Travel in Vietnam is inexpensive and you can rent a motorbike for around $50 a month, so teachers can spend their time off exploring the beautiful country.
Finding a Job
There’s an abundance of work for English teachers in Vietnam. Teachers can find work year-round in language centres teaching a range of ages as well as in private and public schools. You can find TEFL positions in Vietnam (and across the globe) over on our TEFL Jobs Centre, which TEFL Org students get lifetime access to. We also run a Vietnam teaching semester, which includes TEFL training, accommodation, in-country support, and more!

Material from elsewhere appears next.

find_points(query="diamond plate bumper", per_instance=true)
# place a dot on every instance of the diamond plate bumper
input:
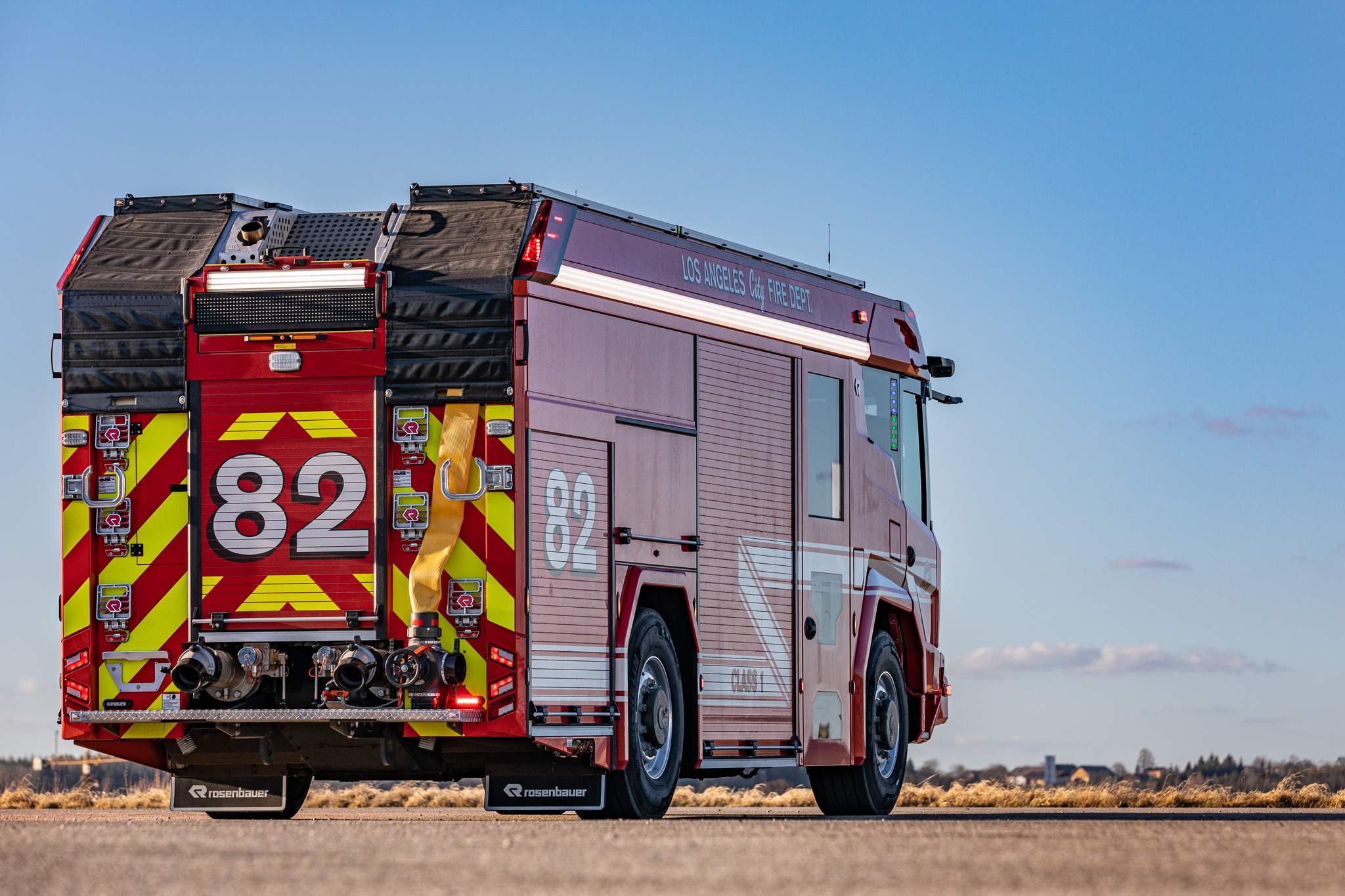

It’s possible to secure a job before arriving in the country, but it’s easier to do so in person as face-to-face interviews are preferred by many employers. Contracts don’t typically include perks such as accommodation and flight reimbursement offered in countries such as China and South Korea, but salaries in comparison to the cost of living are very good.
In order to work legally in Vietnam you need a BA degree, a TEFL certificate, a criminal background check, and a passport from the US, UK, Canada, Ireland, New Zealand, Australia or South Africa. You can convert a tourist visa into a work visa if you have found work while in the country.
Student Stories from Vietnam
Frances arrived in Vietnam in 2016 and hasn’t looked back since. She’s taught in a range of schools over the last three years and she put together a useful guide for us based on her experience teaching there.
Maybe I’m a little biased as I’m lowkey obsessed with Vietnam, but life here is so vibrant! Between the abundance of epic street eats, friendly locals, mountain scenes to awe at, and unreal travel experiences on your doorstep, it’s hard to not see the appeal of living and working in Vietnam. Not to mention students are driven and have a great balance between studying and fun. As a bonus, average wages are high enough to save money while still living a comfortable lifestyle.
Places which have been on my bucket list for years are now just a bus ride away, and there hasn’t been a weekend so far where I haven’t ticked off something new. I’ve fallen in love with Hanoi’s bustling Old Quarter, enjoyed junk boat trips through Ha Long Bay, ridden motorbikes through Cát Bà Island, swam in waterfalls in Mai Châu, cycled through rice paddies in Ninh Bình, and even flew to Phú Quốc during Lunar New Year for a week of cocktails by the beach.